From its migratory route that spans the length of the Atlantic coast from Canada to Florida, the North Atlantic right whale is often dubbed “America’s whale.” This critically endangered species lives in some of the most heavily industrialized waters in the world. A once-thriving population of tens of thousands now lies sparse, struggling for survival with only an estimated 336 individuals.
Originally hunted for their oil-rich blubber a century ago during the days of whaling, they continue to face human-driven threats to this day. In fact, research conducted between 2003 and 2018 found the cause of nearly 90% of determinable right whale deaths to be from entanglement in commercial fishing gear and unintended vessel strikes.
Let’s start with entanglements. The ropes used in the iconic fisheries of lobstering and crabbing pose one of the biggest threats to the survival of the North Atlantic right whale. As the whales open their mouths to feed, they end up swimming and diving through a maze of these thick ropes. Once wrapped in a rope, panic sets in, resulting in them often twisting their bodies in an attempt to slip out of the rope. Unfortunately, these movements often do the opposite, wrapping their bodies even more tightly.
The effects of entanglements can persist for months or even years. The weight and drag of the gear, documented to be upwards of hundreds of pounds in many cases, impedes the whale’s ability to swim or feed freely. The impact of entanglement often results in chronic stress, which can ultimately impact their ability to reproduce. An alarming 85% of North Atlantic right whales show signs of being entangled at least once in their lifetimes. Thankfully, this is completely avoidable. We know how to remove this threat.
Getting rope out of the water is the first step. Transitioning fixed gear fisheries to “ropeless” on-demand fishing gear—a technology that removes the need for vertical lines in the water, except during the moment of active retrieval, is critical during certain times of the year when entanglement risk is the greatest. The acoustic technology needed for this gear has been around for years—we know it works—and we know how to adapt it for the various fisheries. The use of this gear in state and federal waters requires special permits. Thus, we need updated regulations to remove potential barriers for this process. And critically, we need to address the cost to fishermen of implementing ropeless gear. It currently carries a high price tag that is unrealistic for many fishermen to adopt.

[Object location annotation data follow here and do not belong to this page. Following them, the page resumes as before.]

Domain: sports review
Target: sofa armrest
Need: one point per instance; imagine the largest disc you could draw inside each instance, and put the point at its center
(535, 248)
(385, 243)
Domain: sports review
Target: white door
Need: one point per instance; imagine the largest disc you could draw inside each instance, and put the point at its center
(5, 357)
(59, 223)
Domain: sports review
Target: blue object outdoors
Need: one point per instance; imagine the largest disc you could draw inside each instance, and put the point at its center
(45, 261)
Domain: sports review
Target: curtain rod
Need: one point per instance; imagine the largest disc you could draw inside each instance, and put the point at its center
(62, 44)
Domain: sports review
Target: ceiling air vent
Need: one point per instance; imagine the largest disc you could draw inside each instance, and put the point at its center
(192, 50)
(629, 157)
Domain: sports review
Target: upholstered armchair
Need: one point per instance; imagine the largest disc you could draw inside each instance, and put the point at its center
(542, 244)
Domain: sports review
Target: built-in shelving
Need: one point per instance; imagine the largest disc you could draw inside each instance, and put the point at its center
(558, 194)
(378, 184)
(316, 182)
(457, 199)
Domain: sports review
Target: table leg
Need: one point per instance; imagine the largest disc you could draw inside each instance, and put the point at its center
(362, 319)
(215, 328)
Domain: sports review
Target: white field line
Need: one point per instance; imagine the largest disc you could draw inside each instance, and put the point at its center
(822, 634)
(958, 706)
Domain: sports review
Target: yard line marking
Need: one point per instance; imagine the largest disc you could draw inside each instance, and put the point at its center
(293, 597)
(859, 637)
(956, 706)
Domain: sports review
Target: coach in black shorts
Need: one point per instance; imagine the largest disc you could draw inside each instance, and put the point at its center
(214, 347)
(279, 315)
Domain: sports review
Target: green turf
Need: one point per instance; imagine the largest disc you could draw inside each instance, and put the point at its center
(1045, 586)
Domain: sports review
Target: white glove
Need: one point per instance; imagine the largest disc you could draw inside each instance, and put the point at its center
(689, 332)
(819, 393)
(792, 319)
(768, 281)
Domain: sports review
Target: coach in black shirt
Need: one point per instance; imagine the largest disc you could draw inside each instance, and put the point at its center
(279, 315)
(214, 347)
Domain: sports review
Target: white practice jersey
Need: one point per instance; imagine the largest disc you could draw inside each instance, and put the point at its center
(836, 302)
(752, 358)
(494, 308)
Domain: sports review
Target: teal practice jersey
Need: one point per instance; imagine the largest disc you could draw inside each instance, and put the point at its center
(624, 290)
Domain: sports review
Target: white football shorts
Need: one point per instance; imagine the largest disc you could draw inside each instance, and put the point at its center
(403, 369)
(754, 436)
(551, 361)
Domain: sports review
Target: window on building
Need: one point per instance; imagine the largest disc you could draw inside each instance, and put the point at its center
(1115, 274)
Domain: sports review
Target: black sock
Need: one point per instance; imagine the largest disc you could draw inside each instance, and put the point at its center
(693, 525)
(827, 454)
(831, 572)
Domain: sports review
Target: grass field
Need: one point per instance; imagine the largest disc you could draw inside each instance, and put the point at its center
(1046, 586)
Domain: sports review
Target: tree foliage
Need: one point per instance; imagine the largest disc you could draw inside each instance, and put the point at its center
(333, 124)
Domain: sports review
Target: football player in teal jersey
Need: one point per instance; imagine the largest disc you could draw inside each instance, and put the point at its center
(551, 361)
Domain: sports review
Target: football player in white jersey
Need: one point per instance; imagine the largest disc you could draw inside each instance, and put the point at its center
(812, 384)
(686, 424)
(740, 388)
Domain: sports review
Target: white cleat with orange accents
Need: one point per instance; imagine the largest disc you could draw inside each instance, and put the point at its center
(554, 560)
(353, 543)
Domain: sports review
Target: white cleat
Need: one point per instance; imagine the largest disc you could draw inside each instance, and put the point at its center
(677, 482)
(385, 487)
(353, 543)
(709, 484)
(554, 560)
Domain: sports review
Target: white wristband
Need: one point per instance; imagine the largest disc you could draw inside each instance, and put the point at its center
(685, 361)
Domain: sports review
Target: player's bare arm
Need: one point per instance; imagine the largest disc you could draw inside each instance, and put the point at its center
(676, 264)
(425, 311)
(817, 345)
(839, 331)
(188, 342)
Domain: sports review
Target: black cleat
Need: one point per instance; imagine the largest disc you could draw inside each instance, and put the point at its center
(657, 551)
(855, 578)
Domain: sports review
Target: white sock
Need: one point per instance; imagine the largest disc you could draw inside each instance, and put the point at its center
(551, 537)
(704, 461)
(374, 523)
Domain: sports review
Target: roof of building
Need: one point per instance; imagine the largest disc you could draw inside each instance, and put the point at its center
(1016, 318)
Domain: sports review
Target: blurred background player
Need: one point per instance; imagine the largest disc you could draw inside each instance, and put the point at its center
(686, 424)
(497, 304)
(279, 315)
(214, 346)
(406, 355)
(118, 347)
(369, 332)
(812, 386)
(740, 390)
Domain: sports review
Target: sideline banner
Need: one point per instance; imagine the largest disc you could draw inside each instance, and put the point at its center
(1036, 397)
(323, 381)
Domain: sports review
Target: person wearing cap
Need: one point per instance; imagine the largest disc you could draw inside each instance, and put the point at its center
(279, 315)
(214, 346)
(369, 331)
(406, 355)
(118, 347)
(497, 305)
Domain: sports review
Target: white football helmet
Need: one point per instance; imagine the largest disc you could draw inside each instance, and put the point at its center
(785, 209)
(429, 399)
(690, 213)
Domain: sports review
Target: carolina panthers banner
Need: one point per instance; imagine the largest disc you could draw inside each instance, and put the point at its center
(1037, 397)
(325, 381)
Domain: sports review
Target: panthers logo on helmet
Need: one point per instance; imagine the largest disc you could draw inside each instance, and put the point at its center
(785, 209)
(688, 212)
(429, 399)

There is hope though. The Coexistence Act of 2022 would authorize USD $15M annually over the next decade to support research and development grants for projects designed to significantly reduce the impacts of human activities on North Atlantic right whales.
Now, let’s turn to vessel strikes. Right whales are notoriously slow, often swimming just beneath the surface of the water, making them hard to see. This is especially true when there are waves. Collisions with whales often result in significant injuries, if not immediate death, as well as substantial damage to the vessel. Seasonal speed restrictions of 10–knots have been implemented in some critical habitat areas and have proven to reduce the occurrence and severity of collisions, but much more can be done. Citizen science apps like Whale Alert put the power to save whales, dolphins, and other marine mammals in your hands.
What else can we do?
We can continue on this critical path of working together. Collaboration between governments, scientists, NGOs, and industry, supported by informed consumers who recognize that species that may be out of sight but are never out of mind—this is key to a sustainable future for right whales. IFAW has chosen this path as it looks for a collaborative long-term solution. As they stand now, the numbers for North Atlantic right whales are sobering, the outlook ominous. But we are committed to turning this situation around.
Thankfully, there are some glimmers of hope as we welcome World Oceans Day this year—15 to be exact. During the most recent calving season, 15 new right whale calves were born. A reassuring sign, but by no means a guarantee of species recovery. The situation remains tenuous. Some say even dubious, but we’re not going to give up.
This World Oceans Day, we urge a renewed commitment to the North Atlantic right whale, addressing without hesitation one of the most pressing conservation challenges of our time. To save this species from the brink of extinction, while also preserving the cultural heritage of the fishing industry, we must implement 21st century technology and make our voices heard in Congress. Together we can create long-term change.